注意: 11gよりも前のクライアントは匿名としてのみディレクトリにバインド可能であるため、NetServicesにACLの保護をかけようとすると。旧バージョンのクライアントが無効になります。アクセス制御を実装できるのは、各オブジェクトに対するアクセスを必要とするすべてのクライアントが11g以上である場合のみです。 |
ディレクトリ・オブジェクトにACLを設定するには、Dsacls
ツールを使用します。
dsacls.exe
コマンドライン・ツールにより、Active Directoryに含まれるオブジェクトのアクセス制御リスト(ACL)の権限(アクセス制御エントリ)を表示および変更できます。このコマンドライン・ツールは、製品メディアのサポート・ツールに含まれます。
例:
orcl
サービスに対する一般的な匿名読取りを有効化するには、次のコマンドを実行します。
dsacls "CN=orcl,CN=OracleContext,OU=Example,O=Com" /G "anonymous logon":GR
EXAMPLEドメインのscott
ユーザーのorcl
サービスに対する一般的な読取りを有効化するには、次のコマンドを実行します。
dsacls "CN=orcl,CN=OracleContext,OU=Example,O=Com" /G example\scott:GR
orcl
サービスに対する一般的な匿名読取りを無効化するには、次のコマンドを実行します。
dsacls "CN=orcl,CN=OracleContext,OU=Example,O=Com" /R "anonymous logon"
EXAMPLEドメインのscott
ユーザーのorcl
サービスに対する一般的な読取りを無効化するには、次のコマンドを実行します。
dsacls "CN=orcl,CN=OracleContext,OU=Example,O=com" /R example\scott
「Active Directoryユーザーとコンピュータ」を使用してセキュリティ・グループに対してユーザーの追加および削除ができます。
注意: この項で説明した手順を実行するには「Active Directoryユーザーとコンピュータ」を使用します。
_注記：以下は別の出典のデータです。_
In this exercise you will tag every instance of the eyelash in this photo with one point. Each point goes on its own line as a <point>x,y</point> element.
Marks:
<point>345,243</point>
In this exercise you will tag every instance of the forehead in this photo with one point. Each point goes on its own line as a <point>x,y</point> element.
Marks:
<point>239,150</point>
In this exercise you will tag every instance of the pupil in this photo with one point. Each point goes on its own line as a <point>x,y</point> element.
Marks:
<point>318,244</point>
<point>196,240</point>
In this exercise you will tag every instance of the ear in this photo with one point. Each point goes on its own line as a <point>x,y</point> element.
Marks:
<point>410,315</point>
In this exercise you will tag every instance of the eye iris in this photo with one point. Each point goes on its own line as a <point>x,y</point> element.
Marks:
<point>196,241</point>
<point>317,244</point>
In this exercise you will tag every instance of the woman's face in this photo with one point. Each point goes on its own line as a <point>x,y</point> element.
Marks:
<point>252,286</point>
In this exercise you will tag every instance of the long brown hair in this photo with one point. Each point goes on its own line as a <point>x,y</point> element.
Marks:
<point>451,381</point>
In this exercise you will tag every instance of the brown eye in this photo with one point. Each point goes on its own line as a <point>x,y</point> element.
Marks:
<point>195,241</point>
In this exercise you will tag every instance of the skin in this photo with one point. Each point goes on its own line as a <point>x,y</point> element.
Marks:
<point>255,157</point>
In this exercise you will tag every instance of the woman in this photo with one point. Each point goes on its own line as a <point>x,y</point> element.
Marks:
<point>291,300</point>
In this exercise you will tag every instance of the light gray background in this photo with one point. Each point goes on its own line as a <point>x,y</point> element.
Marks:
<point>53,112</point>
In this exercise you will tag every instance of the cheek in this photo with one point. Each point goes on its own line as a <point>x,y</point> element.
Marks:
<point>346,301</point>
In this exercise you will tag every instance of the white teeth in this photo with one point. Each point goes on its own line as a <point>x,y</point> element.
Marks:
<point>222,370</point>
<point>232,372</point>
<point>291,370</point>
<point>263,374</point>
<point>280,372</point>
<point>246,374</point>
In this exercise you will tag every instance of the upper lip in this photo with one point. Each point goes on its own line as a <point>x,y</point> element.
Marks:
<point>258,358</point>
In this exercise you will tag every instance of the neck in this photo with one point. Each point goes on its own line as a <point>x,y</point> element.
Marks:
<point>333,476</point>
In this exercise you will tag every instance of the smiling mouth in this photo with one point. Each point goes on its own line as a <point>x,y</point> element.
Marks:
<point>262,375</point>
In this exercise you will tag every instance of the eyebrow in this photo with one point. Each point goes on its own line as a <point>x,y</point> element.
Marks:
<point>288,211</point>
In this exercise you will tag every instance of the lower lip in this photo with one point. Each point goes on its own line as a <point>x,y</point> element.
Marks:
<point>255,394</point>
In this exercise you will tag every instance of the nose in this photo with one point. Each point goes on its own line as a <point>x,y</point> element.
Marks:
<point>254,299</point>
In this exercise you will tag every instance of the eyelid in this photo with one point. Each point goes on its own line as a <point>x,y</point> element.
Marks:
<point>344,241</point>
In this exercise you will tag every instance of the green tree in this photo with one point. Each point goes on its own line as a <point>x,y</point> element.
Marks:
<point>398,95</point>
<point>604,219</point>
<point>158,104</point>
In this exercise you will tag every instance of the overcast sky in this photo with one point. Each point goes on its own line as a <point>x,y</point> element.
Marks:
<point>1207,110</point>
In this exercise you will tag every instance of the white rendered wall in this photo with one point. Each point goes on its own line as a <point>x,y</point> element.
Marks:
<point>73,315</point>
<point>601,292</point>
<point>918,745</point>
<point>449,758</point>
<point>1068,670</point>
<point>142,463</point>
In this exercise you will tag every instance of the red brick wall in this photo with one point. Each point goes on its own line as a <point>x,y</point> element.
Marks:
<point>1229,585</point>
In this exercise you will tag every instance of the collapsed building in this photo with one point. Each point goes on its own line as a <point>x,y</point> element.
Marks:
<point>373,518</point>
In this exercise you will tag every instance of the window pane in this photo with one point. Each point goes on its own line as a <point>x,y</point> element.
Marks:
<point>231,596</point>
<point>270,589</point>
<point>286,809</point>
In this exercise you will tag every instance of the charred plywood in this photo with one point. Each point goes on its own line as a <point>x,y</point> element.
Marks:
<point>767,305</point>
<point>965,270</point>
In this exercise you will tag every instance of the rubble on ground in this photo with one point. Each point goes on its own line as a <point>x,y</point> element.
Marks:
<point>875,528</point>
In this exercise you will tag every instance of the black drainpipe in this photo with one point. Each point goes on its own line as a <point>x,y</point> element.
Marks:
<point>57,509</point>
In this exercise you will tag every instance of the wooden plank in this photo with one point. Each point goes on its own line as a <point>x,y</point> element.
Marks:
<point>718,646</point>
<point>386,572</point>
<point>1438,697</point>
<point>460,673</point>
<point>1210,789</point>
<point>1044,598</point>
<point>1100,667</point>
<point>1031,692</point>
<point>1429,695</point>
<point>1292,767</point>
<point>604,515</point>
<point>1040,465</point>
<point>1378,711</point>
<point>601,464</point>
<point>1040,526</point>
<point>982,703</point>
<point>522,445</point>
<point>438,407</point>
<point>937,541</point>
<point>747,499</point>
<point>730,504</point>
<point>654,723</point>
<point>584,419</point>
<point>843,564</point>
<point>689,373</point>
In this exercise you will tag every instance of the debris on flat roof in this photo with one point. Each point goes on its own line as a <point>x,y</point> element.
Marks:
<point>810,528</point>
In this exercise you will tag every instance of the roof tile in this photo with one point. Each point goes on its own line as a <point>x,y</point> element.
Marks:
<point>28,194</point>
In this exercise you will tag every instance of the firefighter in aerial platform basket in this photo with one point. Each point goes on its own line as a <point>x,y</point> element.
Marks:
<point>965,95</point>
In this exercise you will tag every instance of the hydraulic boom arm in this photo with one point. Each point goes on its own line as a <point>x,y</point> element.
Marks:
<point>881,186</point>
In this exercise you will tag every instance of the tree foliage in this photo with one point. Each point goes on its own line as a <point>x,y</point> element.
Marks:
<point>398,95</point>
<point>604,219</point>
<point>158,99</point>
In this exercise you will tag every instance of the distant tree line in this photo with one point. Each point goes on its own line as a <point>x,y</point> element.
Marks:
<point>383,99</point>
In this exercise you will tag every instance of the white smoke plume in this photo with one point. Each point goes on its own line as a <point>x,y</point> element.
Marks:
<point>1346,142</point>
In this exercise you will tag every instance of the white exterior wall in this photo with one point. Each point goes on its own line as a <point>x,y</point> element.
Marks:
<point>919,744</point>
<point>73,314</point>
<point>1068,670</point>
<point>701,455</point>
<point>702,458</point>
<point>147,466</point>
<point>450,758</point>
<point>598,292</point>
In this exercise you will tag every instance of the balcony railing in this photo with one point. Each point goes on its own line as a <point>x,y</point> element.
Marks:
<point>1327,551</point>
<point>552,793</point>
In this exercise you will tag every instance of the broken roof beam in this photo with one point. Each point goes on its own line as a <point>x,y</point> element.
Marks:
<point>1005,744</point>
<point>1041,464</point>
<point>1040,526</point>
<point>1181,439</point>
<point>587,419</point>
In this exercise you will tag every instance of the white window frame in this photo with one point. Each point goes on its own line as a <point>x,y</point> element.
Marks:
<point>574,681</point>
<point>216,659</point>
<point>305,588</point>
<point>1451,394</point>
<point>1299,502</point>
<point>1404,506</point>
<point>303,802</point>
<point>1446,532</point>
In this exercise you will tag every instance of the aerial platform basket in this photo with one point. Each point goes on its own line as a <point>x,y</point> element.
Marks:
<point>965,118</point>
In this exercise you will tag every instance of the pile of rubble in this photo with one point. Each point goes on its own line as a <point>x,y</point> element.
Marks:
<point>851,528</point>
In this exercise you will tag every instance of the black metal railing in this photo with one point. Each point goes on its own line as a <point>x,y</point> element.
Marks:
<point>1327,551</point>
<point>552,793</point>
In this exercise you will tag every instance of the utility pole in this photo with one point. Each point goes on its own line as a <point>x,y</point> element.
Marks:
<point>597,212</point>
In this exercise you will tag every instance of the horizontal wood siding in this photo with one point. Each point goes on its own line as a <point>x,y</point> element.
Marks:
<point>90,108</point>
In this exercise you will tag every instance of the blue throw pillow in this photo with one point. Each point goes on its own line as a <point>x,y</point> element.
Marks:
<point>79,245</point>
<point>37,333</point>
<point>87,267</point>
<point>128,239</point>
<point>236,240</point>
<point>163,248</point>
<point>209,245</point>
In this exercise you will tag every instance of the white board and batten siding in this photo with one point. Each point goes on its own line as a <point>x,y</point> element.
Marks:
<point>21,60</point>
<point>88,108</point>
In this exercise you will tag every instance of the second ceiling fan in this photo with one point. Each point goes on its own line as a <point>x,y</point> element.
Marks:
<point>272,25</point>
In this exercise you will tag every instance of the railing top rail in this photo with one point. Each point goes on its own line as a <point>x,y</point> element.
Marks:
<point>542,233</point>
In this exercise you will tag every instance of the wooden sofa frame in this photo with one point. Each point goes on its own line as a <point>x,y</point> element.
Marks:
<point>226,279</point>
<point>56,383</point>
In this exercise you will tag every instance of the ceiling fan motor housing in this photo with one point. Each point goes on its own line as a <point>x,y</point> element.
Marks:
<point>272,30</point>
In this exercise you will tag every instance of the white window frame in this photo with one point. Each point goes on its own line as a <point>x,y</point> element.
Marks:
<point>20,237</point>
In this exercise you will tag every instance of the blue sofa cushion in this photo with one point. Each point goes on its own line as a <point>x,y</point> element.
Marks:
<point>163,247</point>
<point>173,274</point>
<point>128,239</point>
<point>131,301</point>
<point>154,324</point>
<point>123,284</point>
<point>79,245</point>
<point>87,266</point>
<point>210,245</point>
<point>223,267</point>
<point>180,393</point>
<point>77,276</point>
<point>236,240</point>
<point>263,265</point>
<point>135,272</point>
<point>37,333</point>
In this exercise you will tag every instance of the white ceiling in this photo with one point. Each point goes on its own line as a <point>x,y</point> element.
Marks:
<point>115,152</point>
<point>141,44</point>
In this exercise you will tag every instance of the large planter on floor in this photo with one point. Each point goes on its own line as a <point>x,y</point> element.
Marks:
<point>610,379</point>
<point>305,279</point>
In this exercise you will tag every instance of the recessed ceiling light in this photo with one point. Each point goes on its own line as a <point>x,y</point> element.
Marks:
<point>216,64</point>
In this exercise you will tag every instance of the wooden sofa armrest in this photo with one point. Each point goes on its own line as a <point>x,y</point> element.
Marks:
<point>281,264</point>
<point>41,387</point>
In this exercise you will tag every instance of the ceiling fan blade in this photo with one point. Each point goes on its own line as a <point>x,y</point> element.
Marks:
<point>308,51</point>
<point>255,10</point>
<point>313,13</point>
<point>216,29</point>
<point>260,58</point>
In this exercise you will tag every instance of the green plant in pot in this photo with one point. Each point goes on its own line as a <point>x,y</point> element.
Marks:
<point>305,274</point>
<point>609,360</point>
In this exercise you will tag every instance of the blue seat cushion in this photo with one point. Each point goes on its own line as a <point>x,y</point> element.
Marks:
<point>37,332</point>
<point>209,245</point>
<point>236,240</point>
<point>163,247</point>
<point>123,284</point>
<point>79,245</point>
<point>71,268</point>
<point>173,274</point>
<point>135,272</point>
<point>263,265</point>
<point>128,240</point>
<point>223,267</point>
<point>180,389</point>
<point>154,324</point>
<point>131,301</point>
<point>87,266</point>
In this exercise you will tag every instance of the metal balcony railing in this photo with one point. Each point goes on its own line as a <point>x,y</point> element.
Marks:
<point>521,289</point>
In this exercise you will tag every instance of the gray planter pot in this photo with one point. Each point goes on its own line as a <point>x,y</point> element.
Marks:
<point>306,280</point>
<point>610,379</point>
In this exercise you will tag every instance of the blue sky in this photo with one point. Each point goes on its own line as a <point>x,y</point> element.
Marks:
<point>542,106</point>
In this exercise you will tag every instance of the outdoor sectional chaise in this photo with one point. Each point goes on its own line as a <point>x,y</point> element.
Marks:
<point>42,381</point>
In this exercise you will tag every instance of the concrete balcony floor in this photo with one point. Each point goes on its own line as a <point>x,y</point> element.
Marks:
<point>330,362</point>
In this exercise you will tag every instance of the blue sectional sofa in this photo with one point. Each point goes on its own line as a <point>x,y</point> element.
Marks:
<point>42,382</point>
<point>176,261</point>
Windowsエクスプローラには必要な機能がありません。 |
ユーザーを追加または削除するには、次のようにします。
「スタート」メニュー→「プログラム」→「管理ツール」→「Active Directoryユーザーとコンピュータ」を選択します。
メイン・メニューの「表示」メニューから「拡張機能」を選択します。
この操作で、通常非表示の情報が表示され、編集できます。
Oracleコンテキストが存在するドメイン(管理コンテキスト)を開きます。
「Users」を開きます。
右側のウィンドウ・ペインにセキュリティ・グループが表示されます。
表示または変更するOracleセキュリティ・グループを右クリックします。
いくつかのオプションとともにメニューが表示されます。
「プロパティ」を選択します。
「メンバ」タブを選択します。
選択したグループのプロパティ・ダイアログが表示されます(この例ではOracleDBCreators
)。
ユーザーを追加するには、「追加」をクリックします。
ユーザー、連絡先、コンピュータ、またはグループの選択のダイアログが表示されます。
追加するユーザーまたはグループを選択し、「追加」をクリックします。
ユーザー、連絡先、コンピュータ、またはグループの選択のダイアログに選択したユーザーまたはグループが表示されます。
ユーザーを削除するには、「メンバ」リストからユーザー名を選択し、「削除」をクリックします。
ユーザーの追加または削除が終了したら、「OK」をクリックします。